The lesson: Denormalize when read frequency much greater than write frequency, and when maintaining consistency is manageable.
Monitoring and Alerting
Database performance degrades gradually. Indexes become fragmented. Query plans change as data distributions shift. Detecting issues early requires monitoring.
We monitor:
1. Slow query log: Log queries > 100ms. Analyze daily for new slow queries.
2. Connection pool utilization: Alert if >80% of connections are in use (indicates capacity issues).
3. Replication lag: For replicas, alert if lag exceeds 5 seconds (indicates primary is overloaded or network issues).
4. Index hit rate: Percentage of queries served from indexes vs. sequential scans. Target >99%.
5. Transaction rollback rate: High rollbacks indicate lock contention or application bugs.
These metrics caught issues before users noticed degradation.
Closing Thoughts
Database performance is not a one-time optimization. It's ongoing maintenance. As data grows, query patterns change, and indexes age, performance degrades. Regular review of slow query logs, query plans, and monitoring metrics is essential.
The strategies that work:
1. Understand query execution: Use EXPLAIN ANALYZE. Don't guess.
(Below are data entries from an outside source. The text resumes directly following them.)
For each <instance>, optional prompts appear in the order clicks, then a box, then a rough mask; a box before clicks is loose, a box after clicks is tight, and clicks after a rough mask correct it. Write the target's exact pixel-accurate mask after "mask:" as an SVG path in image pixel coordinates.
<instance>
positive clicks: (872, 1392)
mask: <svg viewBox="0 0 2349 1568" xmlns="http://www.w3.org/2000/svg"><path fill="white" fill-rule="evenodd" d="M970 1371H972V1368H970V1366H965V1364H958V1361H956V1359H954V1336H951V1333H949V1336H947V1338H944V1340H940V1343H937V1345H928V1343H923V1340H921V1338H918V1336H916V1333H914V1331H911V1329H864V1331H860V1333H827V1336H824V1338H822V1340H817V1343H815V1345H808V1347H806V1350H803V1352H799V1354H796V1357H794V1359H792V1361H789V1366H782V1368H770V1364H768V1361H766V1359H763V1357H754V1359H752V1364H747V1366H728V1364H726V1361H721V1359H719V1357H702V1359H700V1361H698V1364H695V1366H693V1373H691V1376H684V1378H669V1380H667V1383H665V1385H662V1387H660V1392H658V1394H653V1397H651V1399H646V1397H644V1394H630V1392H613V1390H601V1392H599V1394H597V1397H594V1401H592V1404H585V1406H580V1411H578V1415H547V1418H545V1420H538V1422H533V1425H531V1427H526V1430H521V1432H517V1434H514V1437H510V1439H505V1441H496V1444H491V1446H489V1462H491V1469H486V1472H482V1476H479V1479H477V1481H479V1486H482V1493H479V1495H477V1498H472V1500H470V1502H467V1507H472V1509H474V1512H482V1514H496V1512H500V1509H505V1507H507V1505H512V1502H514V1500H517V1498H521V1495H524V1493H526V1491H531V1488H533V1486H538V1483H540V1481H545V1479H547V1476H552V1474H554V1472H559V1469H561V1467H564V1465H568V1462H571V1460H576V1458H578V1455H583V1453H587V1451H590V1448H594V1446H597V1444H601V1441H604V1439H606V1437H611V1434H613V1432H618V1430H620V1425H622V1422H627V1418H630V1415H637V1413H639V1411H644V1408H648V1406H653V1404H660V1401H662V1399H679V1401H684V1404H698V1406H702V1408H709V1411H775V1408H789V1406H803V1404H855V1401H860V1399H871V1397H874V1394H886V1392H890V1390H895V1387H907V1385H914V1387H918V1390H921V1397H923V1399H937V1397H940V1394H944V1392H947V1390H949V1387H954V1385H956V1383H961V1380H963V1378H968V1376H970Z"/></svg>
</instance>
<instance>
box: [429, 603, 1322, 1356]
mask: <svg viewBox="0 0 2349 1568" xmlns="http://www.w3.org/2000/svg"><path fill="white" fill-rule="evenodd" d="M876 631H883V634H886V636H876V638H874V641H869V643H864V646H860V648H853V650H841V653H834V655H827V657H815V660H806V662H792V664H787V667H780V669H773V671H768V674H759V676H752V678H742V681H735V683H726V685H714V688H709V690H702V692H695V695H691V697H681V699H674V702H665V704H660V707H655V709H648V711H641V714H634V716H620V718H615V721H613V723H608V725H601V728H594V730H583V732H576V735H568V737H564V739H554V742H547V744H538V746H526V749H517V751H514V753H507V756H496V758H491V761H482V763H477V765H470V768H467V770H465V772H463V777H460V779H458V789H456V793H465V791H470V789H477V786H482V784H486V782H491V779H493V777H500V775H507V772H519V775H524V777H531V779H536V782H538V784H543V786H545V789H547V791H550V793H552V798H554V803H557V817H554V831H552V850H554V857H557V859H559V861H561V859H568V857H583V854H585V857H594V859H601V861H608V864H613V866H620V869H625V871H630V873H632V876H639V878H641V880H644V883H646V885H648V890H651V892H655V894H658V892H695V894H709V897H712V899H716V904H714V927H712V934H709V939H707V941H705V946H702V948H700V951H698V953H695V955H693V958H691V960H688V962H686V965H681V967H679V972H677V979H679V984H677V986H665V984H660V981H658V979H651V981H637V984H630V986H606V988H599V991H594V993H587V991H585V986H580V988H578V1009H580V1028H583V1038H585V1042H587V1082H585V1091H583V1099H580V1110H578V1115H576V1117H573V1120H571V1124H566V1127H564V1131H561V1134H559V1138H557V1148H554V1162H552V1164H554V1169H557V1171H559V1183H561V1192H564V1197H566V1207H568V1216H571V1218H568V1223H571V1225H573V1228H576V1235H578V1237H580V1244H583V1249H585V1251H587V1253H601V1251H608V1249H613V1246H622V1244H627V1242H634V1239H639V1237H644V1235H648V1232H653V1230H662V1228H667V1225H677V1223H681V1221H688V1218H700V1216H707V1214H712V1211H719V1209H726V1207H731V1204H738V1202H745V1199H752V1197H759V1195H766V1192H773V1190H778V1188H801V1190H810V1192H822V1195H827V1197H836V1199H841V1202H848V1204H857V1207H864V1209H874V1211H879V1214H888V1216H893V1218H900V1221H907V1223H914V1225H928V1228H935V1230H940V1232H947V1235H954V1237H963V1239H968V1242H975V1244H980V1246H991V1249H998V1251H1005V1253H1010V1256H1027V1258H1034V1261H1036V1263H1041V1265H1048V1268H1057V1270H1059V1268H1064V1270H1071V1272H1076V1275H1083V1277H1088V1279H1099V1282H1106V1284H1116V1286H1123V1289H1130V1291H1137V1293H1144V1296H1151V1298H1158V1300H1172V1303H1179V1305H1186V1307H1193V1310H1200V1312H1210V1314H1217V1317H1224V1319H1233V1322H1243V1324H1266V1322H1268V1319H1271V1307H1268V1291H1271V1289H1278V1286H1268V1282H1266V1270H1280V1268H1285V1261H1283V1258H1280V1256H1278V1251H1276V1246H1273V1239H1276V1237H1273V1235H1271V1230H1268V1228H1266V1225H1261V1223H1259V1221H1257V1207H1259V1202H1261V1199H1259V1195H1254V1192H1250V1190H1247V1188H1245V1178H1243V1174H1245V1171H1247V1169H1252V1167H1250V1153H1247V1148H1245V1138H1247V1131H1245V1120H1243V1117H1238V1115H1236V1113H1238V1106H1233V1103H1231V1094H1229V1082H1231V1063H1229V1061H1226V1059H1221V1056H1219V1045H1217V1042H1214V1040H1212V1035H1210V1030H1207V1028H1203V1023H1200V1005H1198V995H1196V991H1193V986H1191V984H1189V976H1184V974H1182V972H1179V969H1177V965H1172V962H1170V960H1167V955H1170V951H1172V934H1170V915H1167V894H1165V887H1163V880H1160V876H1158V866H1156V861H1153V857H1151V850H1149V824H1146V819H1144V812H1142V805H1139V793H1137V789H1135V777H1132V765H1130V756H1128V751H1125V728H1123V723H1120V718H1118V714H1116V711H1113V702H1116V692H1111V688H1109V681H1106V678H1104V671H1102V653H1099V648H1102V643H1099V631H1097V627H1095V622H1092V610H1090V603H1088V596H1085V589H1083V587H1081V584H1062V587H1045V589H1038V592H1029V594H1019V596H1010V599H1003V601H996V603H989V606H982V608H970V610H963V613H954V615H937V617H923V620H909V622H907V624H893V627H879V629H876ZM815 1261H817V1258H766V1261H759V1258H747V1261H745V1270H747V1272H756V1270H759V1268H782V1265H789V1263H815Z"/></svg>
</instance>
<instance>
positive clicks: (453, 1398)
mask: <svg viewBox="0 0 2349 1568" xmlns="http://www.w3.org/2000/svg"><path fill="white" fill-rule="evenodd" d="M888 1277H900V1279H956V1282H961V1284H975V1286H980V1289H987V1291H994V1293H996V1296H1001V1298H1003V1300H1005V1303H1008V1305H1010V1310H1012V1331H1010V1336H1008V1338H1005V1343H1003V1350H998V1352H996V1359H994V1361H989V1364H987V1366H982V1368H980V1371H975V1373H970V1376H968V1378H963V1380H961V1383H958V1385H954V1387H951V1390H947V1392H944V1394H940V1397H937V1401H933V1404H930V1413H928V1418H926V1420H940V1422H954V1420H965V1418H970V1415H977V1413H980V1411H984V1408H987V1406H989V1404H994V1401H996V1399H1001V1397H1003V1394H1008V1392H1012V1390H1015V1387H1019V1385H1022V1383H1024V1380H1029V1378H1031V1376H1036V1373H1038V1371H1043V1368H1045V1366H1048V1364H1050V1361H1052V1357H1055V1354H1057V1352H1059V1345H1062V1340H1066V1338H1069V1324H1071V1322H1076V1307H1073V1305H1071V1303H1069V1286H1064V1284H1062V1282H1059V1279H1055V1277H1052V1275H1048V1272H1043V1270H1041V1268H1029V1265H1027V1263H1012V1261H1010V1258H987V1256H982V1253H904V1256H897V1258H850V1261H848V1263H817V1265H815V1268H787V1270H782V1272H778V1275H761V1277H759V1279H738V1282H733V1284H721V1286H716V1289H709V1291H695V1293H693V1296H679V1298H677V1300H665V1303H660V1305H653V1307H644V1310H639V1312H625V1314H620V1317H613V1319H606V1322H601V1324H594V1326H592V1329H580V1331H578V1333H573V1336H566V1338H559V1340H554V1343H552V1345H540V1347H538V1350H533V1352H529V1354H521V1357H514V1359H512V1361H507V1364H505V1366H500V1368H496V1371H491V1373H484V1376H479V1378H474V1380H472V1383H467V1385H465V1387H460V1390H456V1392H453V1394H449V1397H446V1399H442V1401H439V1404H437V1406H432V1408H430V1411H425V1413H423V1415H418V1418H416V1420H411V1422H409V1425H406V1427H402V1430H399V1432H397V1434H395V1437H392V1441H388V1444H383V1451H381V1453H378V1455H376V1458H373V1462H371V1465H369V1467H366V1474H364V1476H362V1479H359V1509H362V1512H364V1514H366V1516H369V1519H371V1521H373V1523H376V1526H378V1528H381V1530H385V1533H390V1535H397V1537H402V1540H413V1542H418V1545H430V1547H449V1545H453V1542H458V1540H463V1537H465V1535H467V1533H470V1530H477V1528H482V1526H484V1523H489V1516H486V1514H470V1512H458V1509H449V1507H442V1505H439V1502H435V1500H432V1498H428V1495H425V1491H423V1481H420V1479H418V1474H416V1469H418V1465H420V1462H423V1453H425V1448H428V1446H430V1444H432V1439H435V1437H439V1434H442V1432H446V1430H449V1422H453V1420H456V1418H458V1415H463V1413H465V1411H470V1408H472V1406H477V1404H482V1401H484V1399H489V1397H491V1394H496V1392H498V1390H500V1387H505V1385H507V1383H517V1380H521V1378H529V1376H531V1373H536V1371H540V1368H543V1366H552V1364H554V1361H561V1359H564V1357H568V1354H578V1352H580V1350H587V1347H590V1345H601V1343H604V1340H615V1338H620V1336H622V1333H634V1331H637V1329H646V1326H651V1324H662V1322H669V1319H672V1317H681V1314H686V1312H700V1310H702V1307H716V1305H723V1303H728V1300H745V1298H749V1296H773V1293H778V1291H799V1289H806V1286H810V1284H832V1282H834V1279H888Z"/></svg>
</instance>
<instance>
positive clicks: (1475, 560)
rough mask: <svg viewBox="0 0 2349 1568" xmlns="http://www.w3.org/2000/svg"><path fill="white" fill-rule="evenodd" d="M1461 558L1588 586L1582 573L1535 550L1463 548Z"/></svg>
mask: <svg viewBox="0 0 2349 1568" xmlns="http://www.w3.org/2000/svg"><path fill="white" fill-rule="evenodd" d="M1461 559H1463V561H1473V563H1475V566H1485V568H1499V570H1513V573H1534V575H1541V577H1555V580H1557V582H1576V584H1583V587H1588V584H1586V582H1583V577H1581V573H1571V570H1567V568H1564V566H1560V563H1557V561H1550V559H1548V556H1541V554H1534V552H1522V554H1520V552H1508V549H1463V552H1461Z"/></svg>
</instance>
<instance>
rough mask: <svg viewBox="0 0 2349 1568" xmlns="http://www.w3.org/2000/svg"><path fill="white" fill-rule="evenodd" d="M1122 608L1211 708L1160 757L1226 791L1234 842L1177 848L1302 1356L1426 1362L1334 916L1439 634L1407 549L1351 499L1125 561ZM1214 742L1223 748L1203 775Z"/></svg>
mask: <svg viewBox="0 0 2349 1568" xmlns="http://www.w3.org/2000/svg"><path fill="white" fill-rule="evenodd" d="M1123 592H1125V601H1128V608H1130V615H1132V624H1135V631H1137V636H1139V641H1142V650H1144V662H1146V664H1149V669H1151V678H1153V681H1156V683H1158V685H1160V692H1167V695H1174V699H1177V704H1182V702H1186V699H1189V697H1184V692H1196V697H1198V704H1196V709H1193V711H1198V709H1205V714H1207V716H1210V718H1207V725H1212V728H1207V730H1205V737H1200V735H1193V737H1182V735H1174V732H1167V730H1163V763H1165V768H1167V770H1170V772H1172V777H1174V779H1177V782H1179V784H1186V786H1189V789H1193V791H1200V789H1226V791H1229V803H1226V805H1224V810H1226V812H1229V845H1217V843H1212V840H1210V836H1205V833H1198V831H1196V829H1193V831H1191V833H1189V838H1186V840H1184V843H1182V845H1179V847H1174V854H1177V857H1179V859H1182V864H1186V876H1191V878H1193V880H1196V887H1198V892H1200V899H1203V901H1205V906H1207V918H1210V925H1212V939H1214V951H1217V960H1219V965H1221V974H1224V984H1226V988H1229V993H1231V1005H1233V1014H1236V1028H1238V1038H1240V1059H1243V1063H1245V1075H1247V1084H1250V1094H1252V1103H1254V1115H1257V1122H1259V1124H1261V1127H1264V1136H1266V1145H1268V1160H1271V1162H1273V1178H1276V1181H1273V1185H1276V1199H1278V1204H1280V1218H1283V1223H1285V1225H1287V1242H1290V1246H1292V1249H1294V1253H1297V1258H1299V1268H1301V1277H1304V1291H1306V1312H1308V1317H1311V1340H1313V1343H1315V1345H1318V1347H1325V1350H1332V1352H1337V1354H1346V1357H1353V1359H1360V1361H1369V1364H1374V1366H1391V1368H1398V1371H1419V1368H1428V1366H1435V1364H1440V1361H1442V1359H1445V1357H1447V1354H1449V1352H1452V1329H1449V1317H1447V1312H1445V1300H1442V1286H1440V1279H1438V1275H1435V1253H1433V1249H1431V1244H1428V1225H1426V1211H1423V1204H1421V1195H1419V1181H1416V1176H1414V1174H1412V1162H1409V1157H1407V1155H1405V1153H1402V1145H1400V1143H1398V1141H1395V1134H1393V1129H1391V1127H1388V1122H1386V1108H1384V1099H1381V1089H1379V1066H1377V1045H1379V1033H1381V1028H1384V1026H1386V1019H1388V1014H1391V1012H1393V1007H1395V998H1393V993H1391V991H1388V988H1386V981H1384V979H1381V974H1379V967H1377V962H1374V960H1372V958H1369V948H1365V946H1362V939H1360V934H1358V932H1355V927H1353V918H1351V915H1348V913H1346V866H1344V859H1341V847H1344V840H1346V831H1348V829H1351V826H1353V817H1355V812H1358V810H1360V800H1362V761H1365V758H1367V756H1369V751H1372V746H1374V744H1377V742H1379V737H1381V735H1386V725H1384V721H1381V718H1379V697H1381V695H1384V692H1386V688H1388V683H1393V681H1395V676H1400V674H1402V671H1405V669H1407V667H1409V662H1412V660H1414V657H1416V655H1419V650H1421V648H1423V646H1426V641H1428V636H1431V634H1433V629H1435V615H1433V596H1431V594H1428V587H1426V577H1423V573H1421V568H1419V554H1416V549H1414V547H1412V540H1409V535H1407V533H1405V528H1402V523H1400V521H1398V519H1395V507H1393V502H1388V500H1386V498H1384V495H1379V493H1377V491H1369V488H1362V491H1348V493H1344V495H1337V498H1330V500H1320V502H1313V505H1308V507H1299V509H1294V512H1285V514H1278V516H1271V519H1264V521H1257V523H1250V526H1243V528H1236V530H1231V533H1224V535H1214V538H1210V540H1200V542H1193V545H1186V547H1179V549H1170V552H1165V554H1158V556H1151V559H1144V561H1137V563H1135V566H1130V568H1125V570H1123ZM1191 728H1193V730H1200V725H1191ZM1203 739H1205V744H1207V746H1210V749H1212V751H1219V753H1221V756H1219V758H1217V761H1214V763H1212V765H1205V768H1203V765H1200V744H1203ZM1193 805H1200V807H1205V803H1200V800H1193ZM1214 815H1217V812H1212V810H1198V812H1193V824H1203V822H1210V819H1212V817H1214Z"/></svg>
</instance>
2. Index strategically: Composite indexes for common queries. Covering indexes for critical paths. But don't over-index.
3. Avoid N+1 queries: Prefetch related data. Always.
4. Keep transactions short: Lock only what's necessary. Never hold locks during I/O.
5. Denormalize when justified: Read-heavy workloads benefit from denormalization. Write-heavy workloads don't.
6. Monitor proactively: Slow query logs and connection metrics catch issues early.
7. Test at scale: Performance problems hide at small scale. Test with production-sized datasets.
The 12-second API endpoint taught me that database performance is about understanding fundamentals, recognizing patterns, and making informed trade-offs. There's no silver bullet. But with the right tools and mental models, you can build systems that scale gracefully.